AI-automated Redaction Could Save Self-driving Cars from a Privacy Nightmare

Sina Youn

Privacy Tech Lead

SUMMARY

As autonomous vehicles (AV) become more prevalent, the amount of data generated by self-driving cars is increasing exponentially. This data includes images and videos captured by the car's sensors, which can contain sensitive personal information such as faces or license plates.

Although the number and type of sensors vary depending on the system, most self-driving cars rely on a similar set of technologies. Light detection and ranging (LIDAR) allows vehicles to quickly and accurately calculate distances to objects, radio detection and ranging (radar) helps cars understand object angles, ranges, and velocities, sound navigation and ranging (sonar) is used to detect and communicate with objects, and cameras allow vehicles to see and interpret the environment around them.

This list isn’t exhaustive, the autonomous vehicle sensor ecosystem includes a wide variety of technologies. Many of these sensors generate data that must be captured, processed, transmitted, and stored, with images and videos being one of the largest and most important data types. A 30 frame per second video recording can create anywhere from 1.5GB per hour for 720p to 42GB for 4K. And self-driving cars have a lot of cameras. For example, Tesla’s Autopilot utilizes 8 cameras while GM’s self-driving Cruise cars have 14.

Artificial intelligence can be used to automatically redact sensitive information from visual data. There are many different ways to approach this problem, but one effective method is to use a deep learning neural network. This type of artificial intelligence can be trained to automatically detect and blur faces, license plates, and other sensitive information in images and videos.

This approach has the advantage of being completely automated, meaning that it can be quickly applied to large datasets with minimal effort. Additionally, deep learning neural networks improve as they are exposed to more data, making them more accurate over time. While automated redaction of sensitive information from visual data is not always perfect, it is a powerful tool that can help protect the privacy of individuals captured by self-driving cars.
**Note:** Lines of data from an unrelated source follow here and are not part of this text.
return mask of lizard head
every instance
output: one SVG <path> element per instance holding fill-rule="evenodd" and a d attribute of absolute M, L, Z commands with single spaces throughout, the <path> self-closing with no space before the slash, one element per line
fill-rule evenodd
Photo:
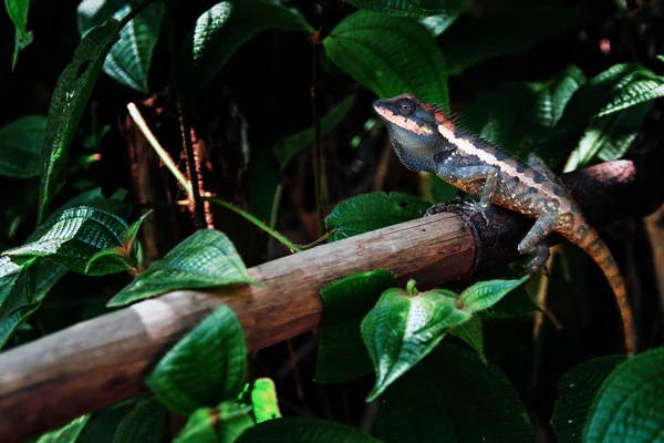
<path fill-rule="evenodd" d="M 435 172 L 438 138 L 435 106 L 412 94 L 376 100 L 374 110 L 387 125 L 394 151 L 408 169 Z"/>

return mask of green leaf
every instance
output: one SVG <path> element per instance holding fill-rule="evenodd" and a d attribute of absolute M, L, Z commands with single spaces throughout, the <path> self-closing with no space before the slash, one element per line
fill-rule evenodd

Self-driving systems have an insatiable thirst for data

Self-driving cars need to be able to handle anything that a human driver might encounter. Data collection is essential for autonomous vehicles to learn how to handle edge cases, which are rare or unusual scenarios that fall outside of normal operating conditions for a system. Rare edge cases such as a child darting into the street or an animal crossing the road can be difficult to predict, but self-driving cars need to be able to handle them.

Training systems to effectively respond to edge cases requires that companies pursuing self-driving technology collect as much data, in as wide a variety of scenarios, as possible. There are a few ways companies can collect data to train self-driving cars. The first is to do it themselves. Companies like Waymo, Uber, and Cruise have all been working on their own self-driving technologies for years and have amassed large amounts of data that they can use to train their systems. These companies often use their own self-driving vehicles to collect data in the real world, which can be expensive and time-consuming.

Another way to collect data is to partner with other companies. For example, BMW has partnered with Mobileye, a company that makes vision systems for self-driving cars, to collect data that will be used to train BMW's autonomous vehicles. This data includes information about things like lane markings, traffic signs, and obstacles on the road.

Automotive original equipment manufacturers (OEMs) and tier 1 suppliers can also purchase data from third-party companies. This data is usually collected by human drivers using specially equipped test vehicles fitted with sensors and cameras. The data is then processed and labeled so that it can be used to train self-driving systems. This is often seen as a more efficient way to collect data, since it doesn't require companies to build or purchase their own test vehicles.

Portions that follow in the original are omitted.